The 'John Dawson award for excellence in plasma physics research' was awarded to five physicists including Dr. MER Olivier Sauter for particular outstanding achievement in plasma physics research. The winners have especially predicted and developed a technique by which current is driven in the plasma by injection of microwaves to stabilize plasma instabilities.

At the last conference of the Plasma Division of the American Physical Society (APS), Dr. MER Olivier Sauter and four of his colleagues, Profs. J. D. Callen and C. Hegna, University of Wisconsin, Dr. R. J. La Haye, General Atomics and Prof. H. Zohm, Max Planck Institut für Plasmaphysik, received the John Dawson Award for Excellence in Plasma Physics Research.

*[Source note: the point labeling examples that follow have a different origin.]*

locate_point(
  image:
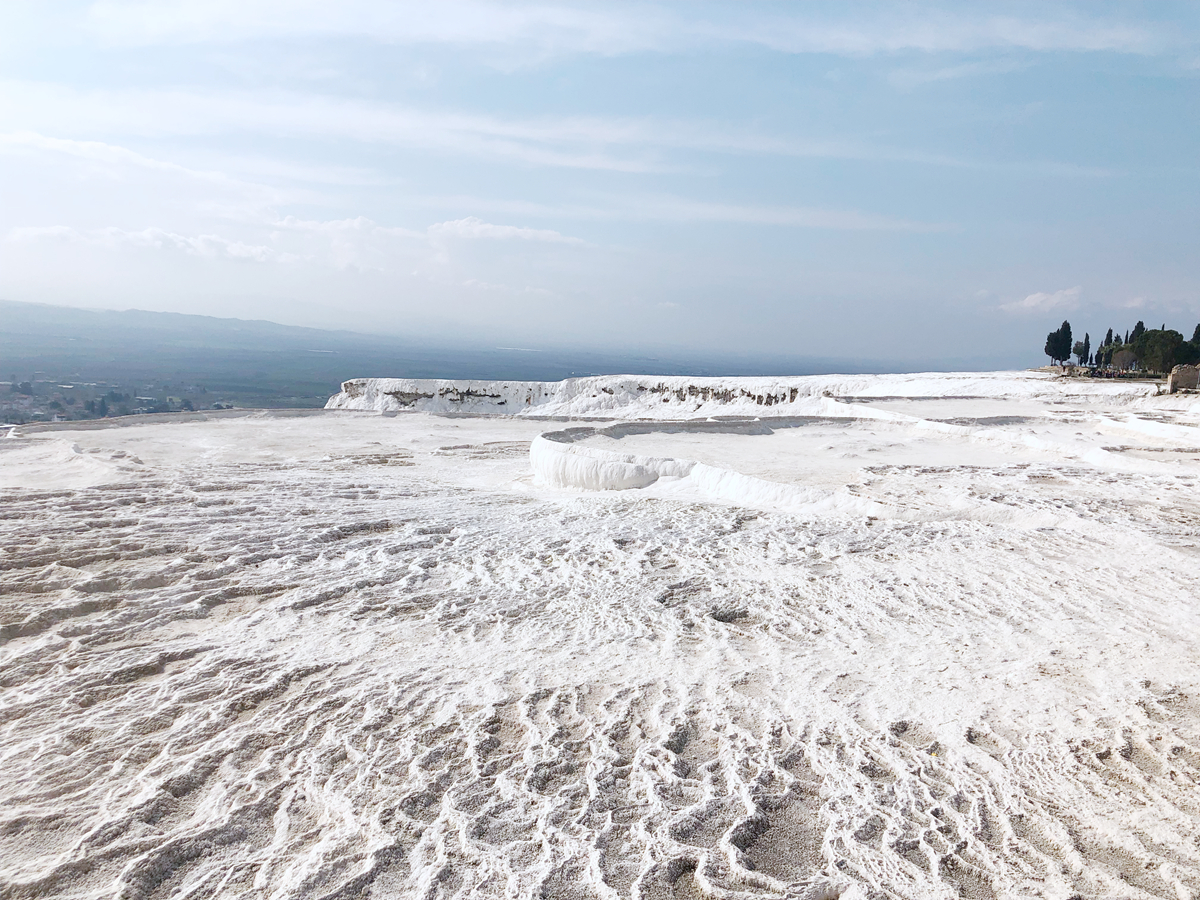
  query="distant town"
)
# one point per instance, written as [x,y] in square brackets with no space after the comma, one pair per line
[41,400]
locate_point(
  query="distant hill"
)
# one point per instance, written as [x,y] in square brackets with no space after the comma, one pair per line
[256,363]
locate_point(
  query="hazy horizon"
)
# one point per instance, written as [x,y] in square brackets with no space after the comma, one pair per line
[911,184]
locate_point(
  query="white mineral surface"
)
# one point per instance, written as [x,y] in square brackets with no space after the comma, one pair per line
[892,636]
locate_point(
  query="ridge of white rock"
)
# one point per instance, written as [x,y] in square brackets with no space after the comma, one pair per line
[687,397]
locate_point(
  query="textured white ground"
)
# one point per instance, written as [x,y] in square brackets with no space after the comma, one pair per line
[922,637]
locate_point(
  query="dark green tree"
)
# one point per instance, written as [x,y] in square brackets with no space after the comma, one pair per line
[1059,343]
[1161,349]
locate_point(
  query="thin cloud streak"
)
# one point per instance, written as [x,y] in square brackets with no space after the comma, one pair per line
[615,29]
[567,142]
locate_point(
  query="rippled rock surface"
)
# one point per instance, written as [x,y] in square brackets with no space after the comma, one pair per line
[353,655]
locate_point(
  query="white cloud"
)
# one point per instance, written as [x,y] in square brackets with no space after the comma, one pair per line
[631,144]
[203,245]
[477,228]
[909,78]
[1065,299]
[616,28]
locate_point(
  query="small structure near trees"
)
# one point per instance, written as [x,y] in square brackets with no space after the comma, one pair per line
[1123,360]
[1182,378]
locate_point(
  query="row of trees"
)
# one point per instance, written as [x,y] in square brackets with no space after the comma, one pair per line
[1153,349]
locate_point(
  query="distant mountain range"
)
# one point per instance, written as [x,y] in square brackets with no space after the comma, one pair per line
[273,364]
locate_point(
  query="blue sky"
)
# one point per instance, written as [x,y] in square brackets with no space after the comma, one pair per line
[900,181]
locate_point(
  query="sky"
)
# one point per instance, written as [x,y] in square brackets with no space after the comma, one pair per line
[874,181]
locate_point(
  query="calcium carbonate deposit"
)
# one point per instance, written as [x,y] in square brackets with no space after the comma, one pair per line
[879,636]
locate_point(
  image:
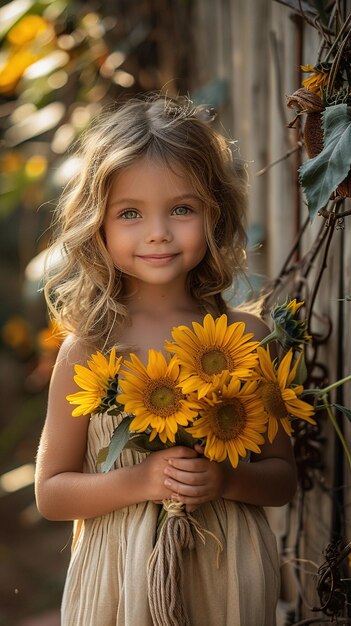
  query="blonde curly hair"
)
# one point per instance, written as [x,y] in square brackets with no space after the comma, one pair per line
[83,290]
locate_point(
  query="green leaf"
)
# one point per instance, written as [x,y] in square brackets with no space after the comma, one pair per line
[184,438]
[102,456]
[140,442]
[118,441]
[343,410]
[320,176]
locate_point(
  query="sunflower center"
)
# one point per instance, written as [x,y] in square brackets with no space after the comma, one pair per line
[272,400]
[162,397]
[214,362]
[229,419]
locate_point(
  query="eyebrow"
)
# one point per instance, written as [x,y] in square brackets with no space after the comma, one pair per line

This award recognizes both their theoretical and experimental work on the stabilization of oscillations that occur in tokamak plasmas when the pressure becomes too high. In particular, they showed that the injection of microwaves launched at specific angles locally generates an excess current in the plasma and that the surplus of current allowed to significantly reduce the amplitude of the oscillations and to stabilize these modes. These results are of the utmost importance since fusion reactors should be operated at the highest pressure possible but without these oscillations which would otherwise reduce significantly the performance.

The citation reads:
“For the theoretical prediction and experimental demonstration of neoclassical tearing mode stabilization by localized electron cyclotron current drive.”